Should You Upgrade or Buy a Used 800
Here’s the verdict after eight months of running both machines. It’s conditional — and the conditions matter enough to be specific rather than vague.
Upgrade to the 900 If
- You hunt predominantly in high-trash sites — dense iron, heavy pull tab fields, old schoolyards, fairgrounds. The improved iron separation and ID stability are noticeable and genuinely useful in these conditions.
- You beach hunt or wade regularly in water deeper than ten feet. The upgraded waterproofing is a real spec difference that matters for that use case.
- You’re buying new and comparing new prices directly. Right now the 900 retails around $1,099 and the 800 around $899 new. For a $200 difference on new machines, the 900’s improvements start making more sense.
- You want the carbon fiber shaft and the build quality improvement. It’s a real quality-of-life upgrade for long sessions — underrated, honestly.
Stick With the 800 or Buy a Used 800 If
- You hunt primarily clean sites — low-trash parks, farm fields, forest sites with minimal modern trash. The 800 will match the 900’s performance so closely you won’t notice a difference in a day’s hunting.

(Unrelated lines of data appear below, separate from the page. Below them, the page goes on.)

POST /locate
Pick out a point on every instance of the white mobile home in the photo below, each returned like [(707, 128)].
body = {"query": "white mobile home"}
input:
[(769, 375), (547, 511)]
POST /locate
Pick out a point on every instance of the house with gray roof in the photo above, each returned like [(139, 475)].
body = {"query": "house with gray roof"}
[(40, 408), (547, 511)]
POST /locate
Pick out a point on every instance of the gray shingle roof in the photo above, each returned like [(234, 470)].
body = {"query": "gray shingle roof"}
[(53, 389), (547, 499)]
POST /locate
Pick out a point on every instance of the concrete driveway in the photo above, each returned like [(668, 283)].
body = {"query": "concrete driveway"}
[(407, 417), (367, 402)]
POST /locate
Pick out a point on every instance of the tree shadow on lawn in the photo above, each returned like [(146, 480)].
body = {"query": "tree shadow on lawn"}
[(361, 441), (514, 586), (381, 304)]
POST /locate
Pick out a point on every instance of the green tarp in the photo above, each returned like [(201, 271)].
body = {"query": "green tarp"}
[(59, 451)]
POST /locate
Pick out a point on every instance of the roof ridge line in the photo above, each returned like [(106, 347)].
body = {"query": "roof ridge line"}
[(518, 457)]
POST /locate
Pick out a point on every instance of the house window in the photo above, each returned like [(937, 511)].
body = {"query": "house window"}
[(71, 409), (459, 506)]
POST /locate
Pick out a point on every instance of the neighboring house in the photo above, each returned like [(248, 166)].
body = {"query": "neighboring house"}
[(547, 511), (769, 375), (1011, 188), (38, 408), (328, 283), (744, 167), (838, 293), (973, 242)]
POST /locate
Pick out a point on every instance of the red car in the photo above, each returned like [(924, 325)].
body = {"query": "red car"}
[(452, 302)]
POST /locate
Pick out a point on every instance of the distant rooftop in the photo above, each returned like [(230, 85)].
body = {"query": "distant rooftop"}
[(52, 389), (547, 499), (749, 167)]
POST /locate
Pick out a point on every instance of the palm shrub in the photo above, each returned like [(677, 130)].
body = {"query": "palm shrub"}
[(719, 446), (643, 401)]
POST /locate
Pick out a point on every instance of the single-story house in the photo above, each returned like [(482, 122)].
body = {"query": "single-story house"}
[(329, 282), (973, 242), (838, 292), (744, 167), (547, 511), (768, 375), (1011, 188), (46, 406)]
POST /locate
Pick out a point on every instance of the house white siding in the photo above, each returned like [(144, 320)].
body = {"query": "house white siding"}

- You’re on a budget comparing a used 800 at $550–$650 against a new 900 at $1,099. Take that $400–$500 difference and put it toward a second coil, a quality pinpointer like the Minelab Pro-Find 35, and a handful of good permissions. You’ll find more coins that way.
- You already own an 800 in good condition. The upgrade isn’t worth the cost unless you’re hunting trashy sites regularly and can actually feel the machine holding you back.
The Used Market Angle
Worth mentioning — the 900’s release drove down used 800 prices considerably. Clean used Equinox 800 units turn up on the detecting forums regularly — Friendly Metal Detecting Forums and Dankowski Detectors’ classifieds are the ones I check — for $550–$650 with under 100 hours on them. For a first Equinox, that’s an exceptional value. The machine you’re getting is still one of the two or three best coin hunting detectors under $1,000 on the market. The 900 didn’t make it obsolete. It improved on it at the margins.
If I were starting fresh today with no machine and a $700 budget, I’d buy a clean used 800 without hesitation. If I had $1,100 to spend new and was hunting primarily trashy urban permissions and park sites, I’d spend the extra $200 over an 800 and get the 900. That’s what makes this platform endearing to us coin hunters — you can enter it used and still be running a genuinely competitive machine. The 900 is better. It’s not dramatically better. And in coin hunting, the operator, the permission, the coil selection, and the recovery speed settings are doing more work than the generation gap between these two models.
Both machines run the same Multi-IQ platform that changed what sub-$1,000 detecting looked like when it launched. The 900 refines that platform in ways that are genuine but incremental. Know your hunting conditions, know your budget, and make the call from there — not from forum hype.